За окном гремели колеса телег, экипажей, мелькали освещенные полуденным солнцем лица людей, слышались голоса, откуда-то пряно тянуло подгоревшим кофе.
Ферт медленно выдохнул воздух из легких, осмотрелся коротко и чутко. Интуиции он верил свято: пусть сейчас не идут по его следу, пусть дремлют до сроку ищейки, но это только до сроку…
Он зажмурил глаза, с силой тряхнул головой, словно отгонял наваждение. Но перед мысленным взором стояла тайга, черная, хвойная, мертвая. Ни шороха, ни звука. Только дятел нет-нет застучит, ровно крышку гроба заколачивает. Жутко, тихо. Ветер сбивает в колтуны мохнатые вершины сосен.

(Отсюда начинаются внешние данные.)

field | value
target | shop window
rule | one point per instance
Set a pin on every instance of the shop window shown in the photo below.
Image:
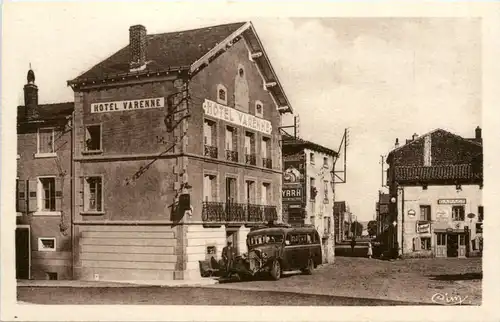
(259, 109)
(425, 243)
(441, 239)
(46, 244)
(425, 213)
(93, 194)
(93, 138)
(221, 94)
(458, 213)
(45, 139)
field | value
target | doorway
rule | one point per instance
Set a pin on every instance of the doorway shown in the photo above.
(452, 245)
(23, 252)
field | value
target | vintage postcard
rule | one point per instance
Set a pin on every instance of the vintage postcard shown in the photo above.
(249, 161)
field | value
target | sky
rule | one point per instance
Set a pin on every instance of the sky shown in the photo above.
(383, 78)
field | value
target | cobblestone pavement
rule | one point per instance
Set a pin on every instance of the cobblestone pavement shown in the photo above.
(413, 280)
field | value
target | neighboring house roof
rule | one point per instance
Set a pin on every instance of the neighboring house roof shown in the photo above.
(47, 112)
(189, 50)
(298, 143)
(440, 172)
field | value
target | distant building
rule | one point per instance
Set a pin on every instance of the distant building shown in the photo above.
(435, 183)
(43, 187)
(308, 195)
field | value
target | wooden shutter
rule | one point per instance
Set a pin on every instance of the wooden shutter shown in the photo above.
(32, 195)
(21, 196)
(58, 193)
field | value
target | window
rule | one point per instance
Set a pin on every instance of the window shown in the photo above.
(93, 194)
(231, 144)
(250, 148)
(46, 244)
(425, 243)
(93, 138)
(221, 94)
(210, 139)
(46, 141)
(47, 194)
(259, 109)
(441, 239)
(458, 213)
(266, 193)
(425, 213)
(209, 188)
(312, 185)
(250, 191)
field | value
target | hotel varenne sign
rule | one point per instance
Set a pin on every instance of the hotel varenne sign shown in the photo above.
(236, 117)
(131, 105)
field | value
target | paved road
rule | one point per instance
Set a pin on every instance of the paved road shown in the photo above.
(185, 296)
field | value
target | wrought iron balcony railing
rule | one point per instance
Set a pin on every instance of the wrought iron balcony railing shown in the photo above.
(211, 151)
(250, 159)
(232, 155)
(267, 163)
(217, 212)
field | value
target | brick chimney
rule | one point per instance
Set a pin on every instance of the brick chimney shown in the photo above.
(478, 134)
(30, 97)
(137, 47)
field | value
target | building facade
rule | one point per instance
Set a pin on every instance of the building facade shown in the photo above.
(435, 183)
(308, 195)
(176, 152)
(43, 187)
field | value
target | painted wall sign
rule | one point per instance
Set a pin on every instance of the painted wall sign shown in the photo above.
(236, 117)
(131, 105)
(423, 228)
(457, 201)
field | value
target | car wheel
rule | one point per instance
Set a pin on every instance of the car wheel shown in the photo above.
(276, 270)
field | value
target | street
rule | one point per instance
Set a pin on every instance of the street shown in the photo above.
(349, 281)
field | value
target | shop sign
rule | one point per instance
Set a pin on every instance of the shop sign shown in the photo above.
(424, 228)
(131, 105)
(292, 193)
(456, 201)
(236, 117)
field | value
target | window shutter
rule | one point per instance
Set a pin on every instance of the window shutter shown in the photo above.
(58, 193)
(32, 195)
(21, 196)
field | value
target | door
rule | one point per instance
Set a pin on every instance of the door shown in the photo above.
(23, 253)
(440, 250)
(461, 245)
(452, 245)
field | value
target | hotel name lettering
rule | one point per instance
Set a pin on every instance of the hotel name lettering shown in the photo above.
(236, 117)
(131, 105)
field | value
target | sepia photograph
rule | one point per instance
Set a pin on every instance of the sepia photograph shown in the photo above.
(164, 157)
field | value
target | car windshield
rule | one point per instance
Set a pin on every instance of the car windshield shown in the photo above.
(264, 239)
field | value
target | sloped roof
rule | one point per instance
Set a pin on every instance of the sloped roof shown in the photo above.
(47, 111)
(171, 50)
(438, 172)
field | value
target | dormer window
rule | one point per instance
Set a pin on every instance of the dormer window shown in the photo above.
(259, 109)
(221, 94)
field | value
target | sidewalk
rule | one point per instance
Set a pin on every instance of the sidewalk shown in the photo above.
(125, 283)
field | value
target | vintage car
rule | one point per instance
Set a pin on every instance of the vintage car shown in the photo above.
(276, 248)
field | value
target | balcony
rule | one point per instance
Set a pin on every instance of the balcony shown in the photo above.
(250, 159)
(232, 155)
(211, 151)
(220, 212)
(267, 163)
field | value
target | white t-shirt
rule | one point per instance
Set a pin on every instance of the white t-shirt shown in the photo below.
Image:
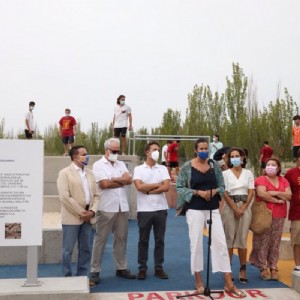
(29, 118)
(238, 186)
(111, 200)
(121, 116)
(156, 174)
(163, 152)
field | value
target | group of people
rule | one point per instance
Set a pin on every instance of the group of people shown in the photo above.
(67, 124)
(222, 185)
(99, 196)
(200, 189)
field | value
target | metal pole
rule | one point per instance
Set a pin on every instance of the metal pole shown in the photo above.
(32, 267)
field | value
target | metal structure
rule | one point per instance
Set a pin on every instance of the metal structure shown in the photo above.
(153, 137)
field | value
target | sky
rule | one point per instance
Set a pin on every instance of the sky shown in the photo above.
(83, 54)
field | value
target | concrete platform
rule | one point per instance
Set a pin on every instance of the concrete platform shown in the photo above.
(275, 294)
(69, 288)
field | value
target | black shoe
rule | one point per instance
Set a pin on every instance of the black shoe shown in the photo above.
(161, 274)
(94, 278)
(142, 274)
(125, 274)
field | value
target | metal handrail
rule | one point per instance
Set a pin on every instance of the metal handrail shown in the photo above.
(157, 137)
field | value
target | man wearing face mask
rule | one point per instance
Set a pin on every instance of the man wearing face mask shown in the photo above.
(215, 145)
(112, 177)
(151, 181)
(67, 129)
(122, 114)
(79, 201)
(29, 123)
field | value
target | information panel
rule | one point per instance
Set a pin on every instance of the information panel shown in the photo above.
(21, 192)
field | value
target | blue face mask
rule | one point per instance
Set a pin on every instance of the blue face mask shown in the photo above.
(203, 155)
(86, 161)
(235, 161)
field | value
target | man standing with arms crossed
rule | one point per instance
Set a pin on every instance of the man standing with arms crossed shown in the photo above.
(112, 177)
(152, 181)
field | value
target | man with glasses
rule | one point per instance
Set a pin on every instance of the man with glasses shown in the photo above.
(112, 177)
(152, 181)
(79, 198)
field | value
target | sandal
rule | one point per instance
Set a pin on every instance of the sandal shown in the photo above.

«Кому-то из господ контролеров поблазнилось спьяну, что здесь не худо будет устроить поселье… Его непременно окрестят по имени и отчеству инициатора: каким-нибудь Петро-Ивановским или Борисо-Афанасьевским.
Туда, в этот угрюмый северный лес, пробираясь по валежнику, по тундре, и пригнал их конвой. Пил, как водится, не хватало. Выдали топоры и веревки – вот и все “оружие” для борьбы с тайгой»[69]69
Дорошевич В. Каторга. СПб., 1994.
[Закрыть].
Ночевали под открытым небом: дождь, ветер, снег – не скули, забудь – улыбнись судьбе. Валили деревья и мастерили землянки. Кое-как из стволов сколачивали сруб; для теплоты обкладывали землей, вместо крыши наваливали валежник. В этих темных берлогах спали, а поутру надзиратели гнали поднимать новь без лошадей, без сох – одними заступами.
Раз ударил мотыгой – два вершка земли сковырнул, другой раз, со всего плеча – еще два вершка. Так вершками отнимали землю у тайги, а тайга горстями отнимала человеческие души.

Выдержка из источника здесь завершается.